At ACC, officials estimate that over one third of its 25,000 students will take some type of non-credit remedial education class based on how they score on the Texas Academic Skills Program test. For example, a student performing poorly on the TASP might be placed in non-credit Basic Math Skills. Before he can begin to take math courses for credit he must first pass Basic Math Skills, Pre-Algebra, Elementary Algebra, and Intermediate Algebra -- all without credit -- as well as pass the TASP test. However, the student may retake the TASP test at any time and move immediately to credit coursework if he passes. If Kaplan is promising that it can better prepare students to pass the TASP test -- and therefore speed students through their basic skills requirements -- perhaps it should not be surprising that Kaplan might be called in to do the ACC job.
A Textbook Case
Kaplan currently works with several two-year colleges, including South Carolina's Greenville Tech, whose president, Thomas Barton, claims Kaplan has been "a blessing" to the college since it hired them last spring. According to Barton, about 40% of Greenville's 10,000 students take non-credit remedial classes.
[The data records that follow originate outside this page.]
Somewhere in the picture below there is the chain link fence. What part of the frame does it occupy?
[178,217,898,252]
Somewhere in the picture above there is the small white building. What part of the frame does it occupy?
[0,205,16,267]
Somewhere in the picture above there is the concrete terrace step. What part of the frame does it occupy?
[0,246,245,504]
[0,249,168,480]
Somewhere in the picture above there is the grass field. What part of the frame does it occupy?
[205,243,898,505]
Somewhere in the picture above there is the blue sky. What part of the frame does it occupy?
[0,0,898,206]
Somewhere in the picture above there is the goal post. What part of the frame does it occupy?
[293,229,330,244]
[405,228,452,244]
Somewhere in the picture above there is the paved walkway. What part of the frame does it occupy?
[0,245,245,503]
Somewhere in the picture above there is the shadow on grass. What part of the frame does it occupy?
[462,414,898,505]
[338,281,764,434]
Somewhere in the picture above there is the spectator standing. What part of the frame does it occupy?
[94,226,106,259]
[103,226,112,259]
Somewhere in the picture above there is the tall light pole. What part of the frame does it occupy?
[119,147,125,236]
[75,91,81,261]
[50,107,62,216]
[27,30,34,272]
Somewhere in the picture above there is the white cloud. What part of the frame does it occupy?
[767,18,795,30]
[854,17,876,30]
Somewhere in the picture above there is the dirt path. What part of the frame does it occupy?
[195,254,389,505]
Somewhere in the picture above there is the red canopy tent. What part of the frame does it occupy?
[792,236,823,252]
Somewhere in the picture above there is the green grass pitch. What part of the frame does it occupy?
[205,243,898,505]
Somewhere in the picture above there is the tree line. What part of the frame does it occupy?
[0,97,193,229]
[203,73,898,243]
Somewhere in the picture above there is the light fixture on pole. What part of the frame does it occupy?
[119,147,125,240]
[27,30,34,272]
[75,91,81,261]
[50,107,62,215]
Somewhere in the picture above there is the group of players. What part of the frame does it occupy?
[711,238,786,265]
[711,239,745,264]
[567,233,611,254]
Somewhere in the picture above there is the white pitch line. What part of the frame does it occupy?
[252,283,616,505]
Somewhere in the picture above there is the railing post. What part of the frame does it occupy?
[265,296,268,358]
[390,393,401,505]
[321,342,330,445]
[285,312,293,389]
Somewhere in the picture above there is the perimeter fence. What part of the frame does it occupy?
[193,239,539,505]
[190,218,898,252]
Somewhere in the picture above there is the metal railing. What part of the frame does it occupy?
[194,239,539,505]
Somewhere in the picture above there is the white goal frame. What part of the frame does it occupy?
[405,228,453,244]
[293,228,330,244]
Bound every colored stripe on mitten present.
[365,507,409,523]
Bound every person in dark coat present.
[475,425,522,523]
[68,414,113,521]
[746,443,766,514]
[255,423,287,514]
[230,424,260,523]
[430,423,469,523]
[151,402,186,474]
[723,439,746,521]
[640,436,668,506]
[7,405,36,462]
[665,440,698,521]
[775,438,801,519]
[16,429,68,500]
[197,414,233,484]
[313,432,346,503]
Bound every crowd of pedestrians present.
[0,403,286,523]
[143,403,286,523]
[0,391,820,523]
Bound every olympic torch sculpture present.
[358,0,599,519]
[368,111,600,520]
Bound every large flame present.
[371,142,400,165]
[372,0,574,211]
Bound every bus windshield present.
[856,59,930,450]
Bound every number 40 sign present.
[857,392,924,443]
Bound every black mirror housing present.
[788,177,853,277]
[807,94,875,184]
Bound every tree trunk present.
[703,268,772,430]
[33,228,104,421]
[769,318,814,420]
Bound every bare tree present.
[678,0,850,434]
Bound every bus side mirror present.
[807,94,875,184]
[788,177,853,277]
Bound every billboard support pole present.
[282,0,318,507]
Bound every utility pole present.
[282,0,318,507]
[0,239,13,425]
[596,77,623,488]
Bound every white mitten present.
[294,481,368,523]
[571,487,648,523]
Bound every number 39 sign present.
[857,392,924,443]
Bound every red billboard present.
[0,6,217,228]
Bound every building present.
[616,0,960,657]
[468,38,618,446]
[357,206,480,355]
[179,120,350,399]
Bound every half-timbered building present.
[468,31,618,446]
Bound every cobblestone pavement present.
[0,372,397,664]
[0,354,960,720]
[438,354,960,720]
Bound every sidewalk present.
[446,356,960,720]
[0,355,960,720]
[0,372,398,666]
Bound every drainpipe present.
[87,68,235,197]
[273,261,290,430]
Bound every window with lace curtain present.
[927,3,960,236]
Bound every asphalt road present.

The average student spends at least part of three semesters on such work, he said. Barton said he won't have any tangible evidence of Kaplan's impact until the end of the spring semester, but he said anecdotal evidence suggests the company is worth the several hundred thousand dollars the school is spending for the outside help.
"They've been a great help in helping us streamline our program so we can get students in, get them tested, and get them out into a program of their choice," said Barton, adding that the Greenville-area industry is clamoring for workers with an associate's degree. "That's what this program is all about: making darn sure our students have the proper basic skills training to pursue their future educational goals. If we don't do that, we've failed."
At Greenville, Kaplan employs a full-time administrative manager and uses Greenville's own faculty to teach its curriculum. Kaplan's techniques include having math students explain in writing how they are trying to solve mathematical problems, and assigning students "learning contracts" -- lists of specific skills they will acquire in each unit of instruction -- instead of tests and papers. At first, Barton said, some Greenville faculty were concerned about Kaplan's presence, but with teachers' jobs still intact, and their input on the curriculum still solicited, those fears have pretty much vanished, Barton observed.
Of course, that is not to say ACC will experience a similar happy ending with Kaplan, at least not if the faculty has anything to say on the matter. Fonte acknowledges that "change, particularly in instructional methodology, is always difficult." But he said the school must be open to different ideas if it wants to continue to be "on the cutting edge."
Still, faculty members remain wary of Fonte's plans, at least where Kaplan is concerned.
"I tend to see programs like Kaplan like the Borg on Star Trek, assimilating everyone. We don't have books to look at or techniques to study [from Kaplan], and they have no real curricular background," said Hillman. "If I seem confused, it's because I am. I'd hate to be a guinea pig."